This budding book is for you, band alums.
The Georgia Tech band turns 100 in 2008 and an alumni ensemble is compiling photos and stories for a book slated for publication next fall.
"A bunch of students got together in 1908 and wanted to form a band. There were 14 members — a couple of drums, some brass and clarinets," said Mark Anthony, Psy 90, a member of the committee working on the book.
The book will include a 1930s photo of the band performing for a dance. "The band is playing before this ghastly, huge radio equipment," Anthony said. "They were playing and the music was being broadcast live to a dance that was being held five blocks away on the roof of the Capital City Club."
The band has continued to grow in numbers and broadcast range.
"My freshman year in '85 there were 90 band people, and that included percussion and the Reckettes. Now the band is nearly 400 strong and that doesn't count flag, majorettes," Anthony said, his voice trailing off as his cell phone rang. The ring tone was "Ramblin' Wreck."
"We're finding out that not much has changed over time. Some of the high jinks that have been played, some of the traditions that we thought were relatively new go back a long time. We have a story from the 1950s that the trombone section was doing its own rituals before football games even back then," said Anthony, a saxophone player.
Committee member Sam "Fireball" Feuer, ChE 92, said he is responsible for starting one trombone tradition. "Now each individual in the trombone section plays their high school fight song under the North Stands before each football game."

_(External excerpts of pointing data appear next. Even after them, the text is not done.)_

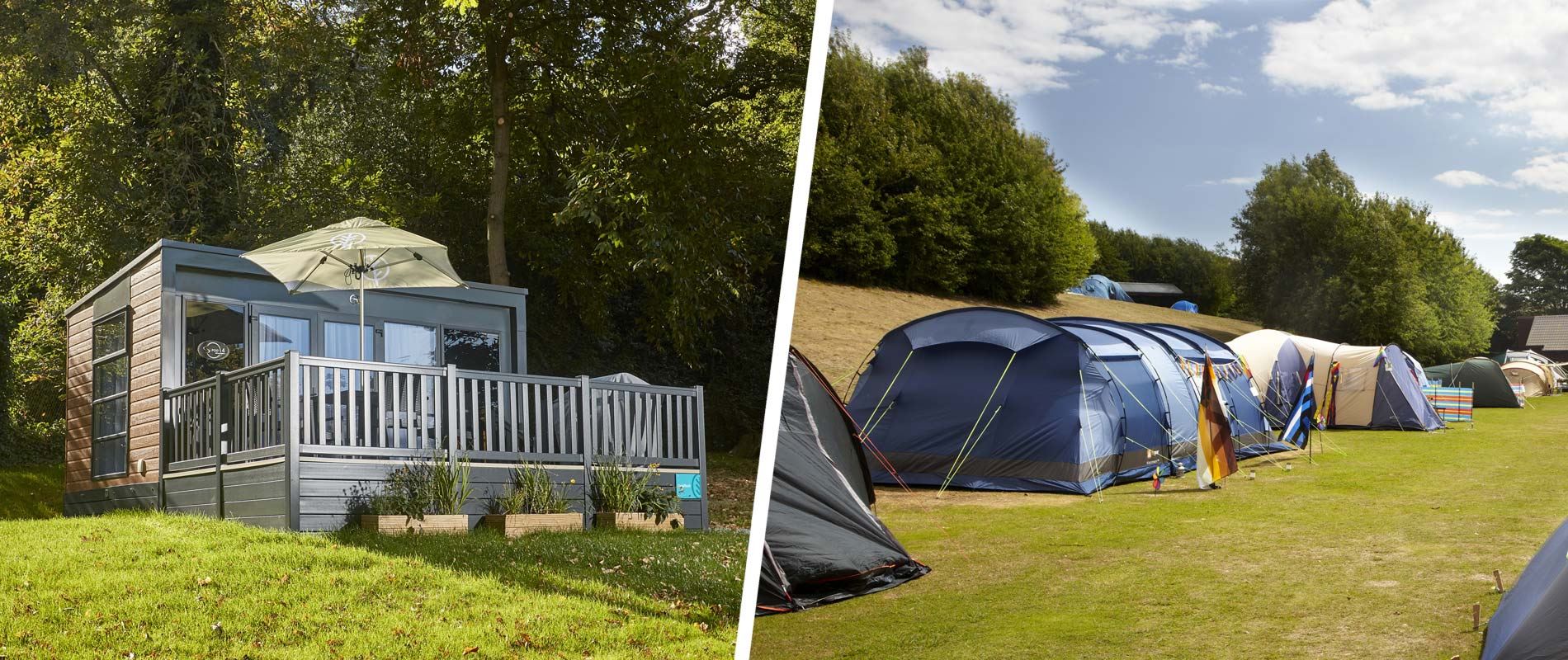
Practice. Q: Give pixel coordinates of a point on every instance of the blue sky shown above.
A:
(1167, 110)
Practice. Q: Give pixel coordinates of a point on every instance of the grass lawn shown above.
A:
(158, 585)
(1374, 552)
(31, 491)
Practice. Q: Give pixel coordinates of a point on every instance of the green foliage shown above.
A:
(425, 487)
(1537, 276)
(532, 491)
(620, 488)
(653, 151)
(1317, 257)
(927, 184)
(1207, 276)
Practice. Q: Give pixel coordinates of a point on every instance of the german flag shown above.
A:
(1216, 449)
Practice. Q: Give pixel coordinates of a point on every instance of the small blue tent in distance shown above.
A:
(994, 398)
(1098, 285)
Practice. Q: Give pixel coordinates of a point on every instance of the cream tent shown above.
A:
(1536, 378)
(1379, 386)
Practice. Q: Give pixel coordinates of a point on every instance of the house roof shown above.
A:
(1550, 332)
(1151, 289)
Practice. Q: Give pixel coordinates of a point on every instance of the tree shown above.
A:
(1320, 259)
(927, 184)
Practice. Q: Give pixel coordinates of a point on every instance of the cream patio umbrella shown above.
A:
(357, 254)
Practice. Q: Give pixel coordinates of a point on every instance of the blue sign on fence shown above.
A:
(689, 487)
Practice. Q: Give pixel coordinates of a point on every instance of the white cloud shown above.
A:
(1545, 172)
(1504, 59)
(1219, 90)
(1462, 177)
(1027, 46)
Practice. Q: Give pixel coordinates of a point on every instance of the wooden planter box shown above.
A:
(635, 521)
(456, 524)
(517, 524)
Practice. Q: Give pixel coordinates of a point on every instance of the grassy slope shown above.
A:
(836, 325)
(186, 587)
(1376, 550)
(31, 491)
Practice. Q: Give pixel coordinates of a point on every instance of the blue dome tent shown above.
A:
(1098, 285)
(993, 398)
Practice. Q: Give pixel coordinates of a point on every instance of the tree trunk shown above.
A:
(498, 43)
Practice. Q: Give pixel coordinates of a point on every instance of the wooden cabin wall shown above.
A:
(146, 315)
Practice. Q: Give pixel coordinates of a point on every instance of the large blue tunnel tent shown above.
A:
(993, 398)
(1249, 424)
(1098, 285)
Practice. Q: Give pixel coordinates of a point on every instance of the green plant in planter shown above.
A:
(532, 493)
(620, 488)
(425, 487)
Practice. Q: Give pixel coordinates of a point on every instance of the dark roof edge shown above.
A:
(163, 243)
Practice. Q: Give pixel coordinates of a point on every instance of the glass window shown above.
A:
(110, 394)
(409, 344)
(280, 334)
(214, 339)
(341, 341)
(472, 350)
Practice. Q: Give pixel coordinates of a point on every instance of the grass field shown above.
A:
(836, 325)
(1377, 550)
(31, 491)
(158, 585)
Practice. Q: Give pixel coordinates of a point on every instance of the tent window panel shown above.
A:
(110, 395)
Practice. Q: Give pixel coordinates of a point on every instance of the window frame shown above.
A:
(93, 400)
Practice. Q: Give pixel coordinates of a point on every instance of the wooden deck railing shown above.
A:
(376, 409)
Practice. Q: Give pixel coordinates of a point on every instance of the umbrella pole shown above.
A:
(361, 280)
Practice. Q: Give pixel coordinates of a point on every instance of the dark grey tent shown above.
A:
(1481, 374)
(1533, 620)
(824, 543)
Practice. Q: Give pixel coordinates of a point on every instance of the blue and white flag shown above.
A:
(1301, 425)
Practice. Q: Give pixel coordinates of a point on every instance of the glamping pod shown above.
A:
(1249, 424)
(1533, 618)
(824, 543)
(994, 398)
(1536, 378)
(1379, 386)
(1277, 370)
(1484, 377)
(1098, 285)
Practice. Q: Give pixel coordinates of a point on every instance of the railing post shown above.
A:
(701, 455)
(454, 419)
(292, 394)
(219, 444)
(588, 444)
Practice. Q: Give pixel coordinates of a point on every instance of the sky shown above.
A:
(1165, 111)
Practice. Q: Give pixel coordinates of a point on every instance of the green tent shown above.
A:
(1481, 374)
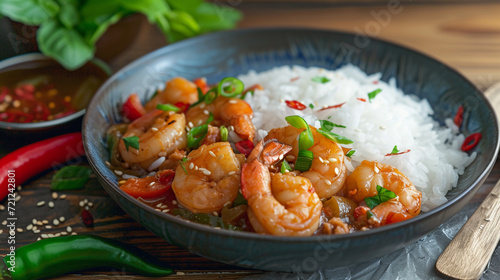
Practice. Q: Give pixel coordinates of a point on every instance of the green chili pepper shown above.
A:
(56, 256)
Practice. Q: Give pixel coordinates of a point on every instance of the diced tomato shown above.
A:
(294, 104)
(202, 84)
(132, 108)
(182, 106)
(245, 147)
(149, 187)
(393, 217)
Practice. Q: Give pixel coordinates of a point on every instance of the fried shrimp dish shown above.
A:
(192, 150)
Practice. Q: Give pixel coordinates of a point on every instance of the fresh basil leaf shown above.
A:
(68, 13)
(65, 45)
(382, 196)
(205, 219)
(335, 137)
(132, 141)
(30, 12)
(372, 94)
(321, 80)
(71, 178)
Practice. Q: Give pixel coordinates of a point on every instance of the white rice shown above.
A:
(391, 118)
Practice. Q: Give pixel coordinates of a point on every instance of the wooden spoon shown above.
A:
(468, 254)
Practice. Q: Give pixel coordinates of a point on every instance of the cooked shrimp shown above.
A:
(231, 112)
(328, 171)
(176, 90)
(160, 134)
(212, 179)
(363, 183)
(279, 204)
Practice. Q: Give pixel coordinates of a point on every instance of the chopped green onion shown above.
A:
(132, 141)
(167, 107)
(210, 118)
(181, 163)
(211, 95)
(328, 125)
(372, 94)
(335, 137)
(382, 195)
(395, 150)
(196, 135)
(350, 153)
(230, 87)
(306, 139)
(223, 133)
(285, 167)
(304, 160)
(320, 80)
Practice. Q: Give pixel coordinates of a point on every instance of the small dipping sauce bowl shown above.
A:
(39, 98)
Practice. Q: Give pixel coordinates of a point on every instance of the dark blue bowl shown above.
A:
(236, 52)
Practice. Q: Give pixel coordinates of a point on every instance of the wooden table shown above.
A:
(464, 36)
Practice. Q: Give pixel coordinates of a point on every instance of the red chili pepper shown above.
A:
(400, 153)
(30, 160)
(471, 141)
(132, 108)
(182, 106)
(332, 107)
(87, 218)
(294, 104)
(459, 117)
(245, 147)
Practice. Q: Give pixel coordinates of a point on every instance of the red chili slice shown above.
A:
(182, 106)
(471, 141)
(332, 107)
(459, 117)
(400, 153)
(245, 147)
(294, 104)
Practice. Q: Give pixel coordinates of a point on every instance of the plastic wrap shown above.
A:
(416, 261)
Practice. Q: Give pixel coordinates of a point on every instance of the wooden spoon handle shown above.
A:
(470, 250)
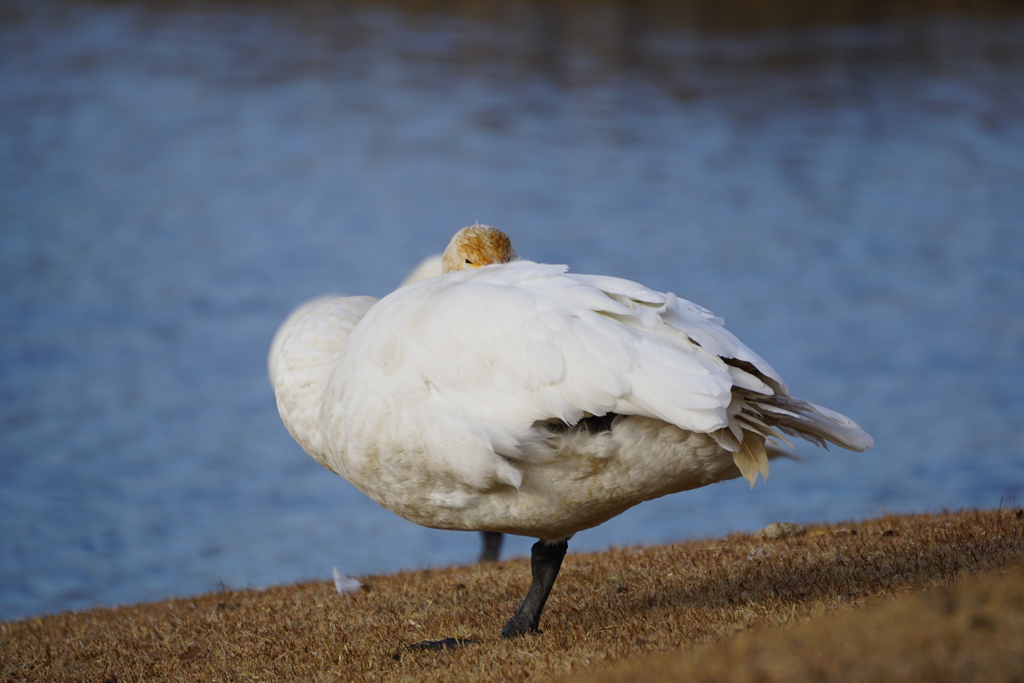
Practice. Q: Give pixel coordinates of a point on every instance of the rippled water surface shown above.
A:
(176, 176)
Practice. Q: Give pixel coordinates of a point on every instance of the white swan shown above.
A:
(492, 542)
(521, 398)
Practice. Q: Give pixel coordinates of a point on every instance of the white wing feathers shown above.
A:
(512, 345)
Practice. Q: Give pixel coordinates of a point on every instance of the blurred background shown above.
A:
(843, 182)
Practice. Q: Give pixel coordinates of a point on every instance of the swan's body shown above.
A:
(525, 399)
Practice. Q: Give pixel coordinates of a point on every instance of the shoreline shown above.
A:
(652, 611)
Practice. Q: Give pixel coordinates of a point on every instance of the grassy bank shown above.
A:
(804, 607)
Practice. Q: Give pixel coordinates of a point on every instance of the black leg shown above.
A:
(492, 546)
(546, 559)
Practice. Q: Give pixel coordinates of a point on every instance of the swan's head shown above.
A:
(475, 247)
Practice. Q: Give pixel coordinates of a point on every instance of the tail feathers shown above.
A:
(814, 423)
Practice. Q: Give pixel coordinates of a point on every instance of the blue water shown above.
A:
(176, 177)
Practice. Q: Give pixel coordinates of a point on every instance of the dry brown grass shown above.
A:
(607, 613)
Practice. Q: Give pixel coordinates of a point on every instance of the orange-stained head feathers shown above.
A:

Brian Clements, Cls 02, the third member of the committee, added, "Each section has added various songs to the middle of both 'Ramblin' Wreck' and 'Up With the White and Gold.' At this point, we have identified almost a dozen different songs that have made it into the two songs."
Anthony said there's probably a reason why the band has continued to play the "Popeye" theme over the years. "We just don't know what it is. That's one of the stories we'd like to find out."
There may not be a deep story rooted in the ode to the spinach-eating sailor. Take the Budweiser jingle for instance.
"It started back in the '70s as a joke and just grew into a tradition," Anthony said.
To ensure there's nothing left to say, alumni may contribute their band notes and photos at www.gtbandhistory.org.